4 Comments. Leave new
I was finally looking at this seriously, and naturally you already have an answer… Without coming up with the conditions I was looking at. Fun item – for decades now, people put in “(name ‘at’ domain)”… So I included (as one example…) WebsiteUrl LIKE ‘% at % dot %’ and came up with 265 results, all of which look likely like emails. On the other hand, I excluded the “EmailHash” because I was being silly and forgot that even though it should be hashed, programmers…
https://gist.github.com/JohnDBallentineIII/d5bf6bda336d884db717e8b22bb01641
So, over 3.3k results. And yes, I agree, I’d be asked to toss it into Excel and I’d happily do that and hand off to the manager that requested it.
Ok, responding too early in the morning. The “name at domain” results were all in the AboutMe column…
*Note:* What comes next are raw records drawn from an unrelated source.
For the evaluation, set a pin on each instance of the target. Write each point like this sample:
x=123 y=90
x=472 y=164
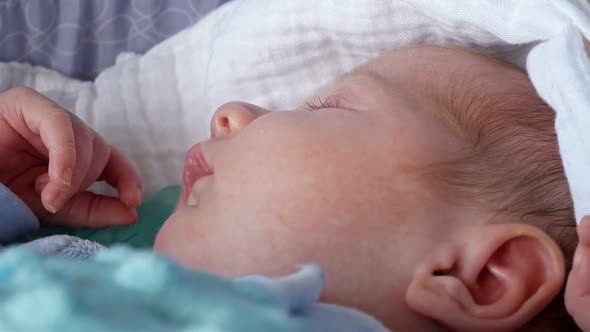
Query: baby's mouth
x=196 y=168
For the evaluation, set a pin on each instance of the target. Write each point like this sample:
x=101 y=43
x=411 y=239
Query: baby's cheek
x=175 y=237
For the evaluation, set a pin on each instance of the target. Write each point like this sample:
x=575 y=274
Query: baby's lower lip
x=196 y=167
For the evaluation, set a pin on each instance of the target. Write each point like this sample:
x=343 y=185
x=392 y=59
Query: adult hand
x=49 y=158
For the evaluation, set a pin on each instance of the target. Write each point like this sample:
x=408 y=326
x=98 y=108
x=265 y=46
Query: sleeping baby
x=426 y=183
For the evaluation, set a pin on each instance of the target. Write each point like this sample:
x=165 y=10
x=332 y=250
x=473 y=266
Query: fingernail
x=50 y=208
x=580 y=257
x=577 y=257
x=134 y=215
x=39 y=186
x=67 y=177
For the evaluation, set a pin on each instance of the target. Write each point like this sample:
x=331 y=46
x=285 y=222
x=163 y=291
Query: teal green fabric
x=125 y=290
x=151 y=216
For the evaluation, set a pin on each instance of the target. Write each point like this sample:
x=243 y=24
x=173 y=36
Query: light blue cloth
x=80 y=38
x=128 y=290
x=121 y=289
x=17 y=219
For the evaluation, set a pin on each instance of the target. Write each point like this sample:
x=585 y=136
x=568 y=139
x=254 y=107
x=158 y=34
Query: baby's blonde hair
x=511 y=164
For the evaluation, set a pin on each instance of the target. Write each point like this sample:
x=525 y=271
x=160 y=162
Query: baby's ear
x=495 y=277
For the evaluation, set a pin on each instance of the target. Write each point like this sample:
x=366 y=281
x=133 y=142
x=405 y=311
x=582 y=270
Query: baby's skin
x=577 y=293
x=332 y=182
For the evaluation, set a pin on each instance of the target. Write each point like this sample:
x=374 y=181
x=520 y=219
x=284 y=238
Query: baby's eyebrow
x=362 y=71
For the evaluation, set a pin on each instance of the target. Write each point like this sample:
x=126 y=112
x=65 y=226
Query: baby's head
x=427 y=183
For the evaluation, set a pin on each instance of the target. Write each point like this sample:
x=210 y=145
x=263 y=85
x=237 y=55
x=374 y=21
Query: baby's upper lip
x=196 y=167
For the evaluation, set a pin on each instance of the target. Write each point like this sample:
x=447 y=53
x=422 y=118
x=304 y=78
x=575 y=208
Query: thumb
x=90 y=210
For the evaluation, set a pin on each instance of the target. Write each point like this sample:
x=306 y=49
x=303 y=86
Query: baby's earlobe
x=501 y=277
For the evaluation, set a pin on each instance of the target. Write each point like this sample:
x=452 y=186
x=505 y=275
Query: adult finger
x=577 y=292
x=122 y=174
x=34 y=116
x=91 y=210
x=584 y=230
x=55 y=196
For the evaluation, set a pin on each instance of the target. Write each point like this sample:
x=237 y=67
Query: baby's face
x=336 y=186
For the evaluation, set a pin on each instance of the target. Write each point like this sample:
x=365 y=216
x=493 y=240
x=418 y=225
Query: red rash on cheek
x=311 y=154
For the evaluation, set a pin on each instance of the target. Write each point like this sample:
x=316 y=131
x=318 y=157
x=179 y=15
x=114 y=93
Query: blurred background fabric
x=79 y=38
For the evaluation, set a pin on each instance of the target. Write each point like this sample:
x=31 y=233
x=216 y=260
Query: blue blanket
x=127 y=290
x=63 y=283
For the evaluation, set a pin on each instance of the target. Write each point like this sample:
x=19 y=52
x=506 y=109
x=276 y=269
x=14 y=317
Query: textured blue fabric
x=127 y=290
x=121 y=289
x=16 y=220
x=81 y=37
x=15 y=217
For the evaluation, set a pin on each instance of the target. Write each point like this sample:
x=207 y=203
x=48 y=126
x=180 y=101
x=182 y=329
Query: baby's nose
x=230 y=118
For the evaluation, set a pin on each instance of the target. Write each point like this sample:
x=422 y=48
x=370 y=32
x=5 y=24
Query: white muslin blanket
x=277 y=53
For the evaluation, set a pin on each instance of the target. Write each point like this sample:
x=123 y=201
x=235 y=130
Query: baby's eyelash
x=318 y=103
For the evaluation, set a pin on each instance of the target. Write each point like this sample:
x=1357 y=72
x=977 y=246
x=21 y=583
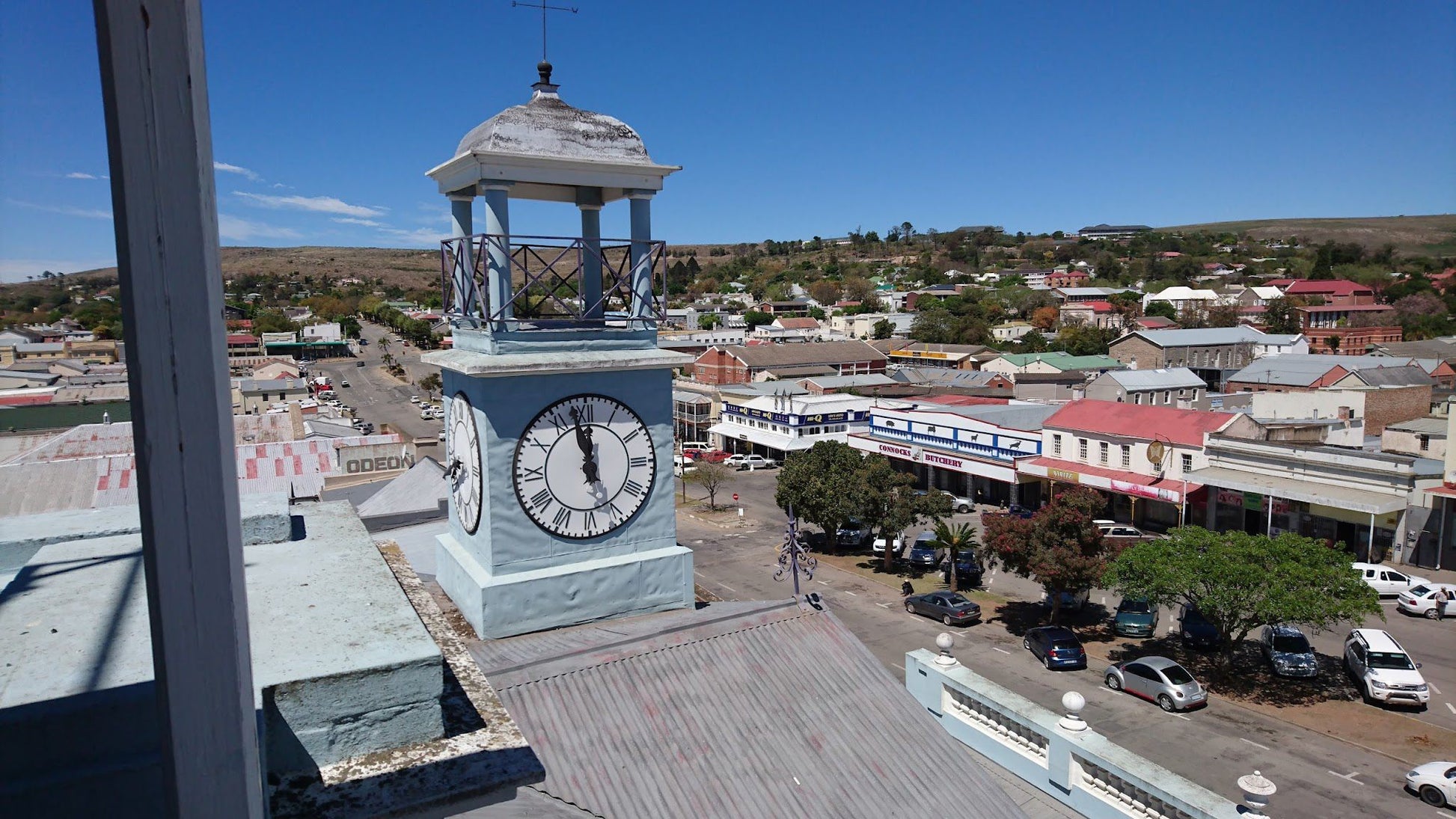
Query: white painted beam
x=165 y=204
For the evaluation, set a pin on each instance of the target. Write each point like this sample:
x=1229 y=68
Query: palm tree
x=954 y=537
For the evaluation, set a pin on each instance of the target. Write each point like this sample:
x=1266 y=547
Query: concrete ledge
x=485 y=366
x=503 y=606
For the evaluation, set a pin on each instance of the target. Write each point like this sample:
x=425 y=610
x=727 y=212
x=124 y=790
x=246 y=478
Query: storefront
x=1151 y=502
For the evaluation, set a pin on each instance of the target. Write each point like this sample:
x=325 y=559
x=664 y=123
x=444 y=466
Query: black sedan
x=1056 y=648
x=948 y=607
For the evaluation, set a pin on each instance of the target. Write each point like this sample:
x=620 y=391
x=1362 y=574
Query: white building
x=778 y=425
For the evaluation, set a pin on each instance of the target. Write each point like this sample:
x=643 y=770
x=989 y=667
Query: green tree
x=822 y=483
x=1059 y=546
x=1280 y=316
x=712 y=477
x=1241 y=581
x=1163 y=309
x=952 y=539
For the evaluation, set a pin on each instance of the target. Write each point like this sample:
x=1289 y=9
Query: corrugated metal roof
x=717 y=712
Brent… If you want to drain a swamp the first thing you do is to make sure there is no more water flowing into the swamp. The very first fix is to prevent any PII from entering the database in the first place and that needs to be done in GUI layer code. From the second that GUI code gets rolled into production you know that there should be no more PII fixed in the table fixed. In a large application this take several rolls into production to ensure everything is fixed. Having had to do this in large databases with PII and PHI data being rolled into development tables.
As data checks tend to grow in number I always had table that maintained a maximum row number that I processed so I do something like “ID > +1 and grab 5,000 rows at a time to process to prevent locking rather than combine multiple checks. If I add a new check I only need to check for the rows involved. Bring down the primary key and the column that you are concerned about to your local machine then do the checking and log those rows that you have concerns about. Then the task is simple as you have a user review those concerns and those that don’t have a problem can be flagged to be resolved how you wished and those other rows can be marked as OK.
Wayne – that’s great, but it’s not an answer to the challenge.
It feels like you’re trying to write a lecture or a sermon. That’s cool, and there’s a place for that – but it’s not here. Hope that’s fair.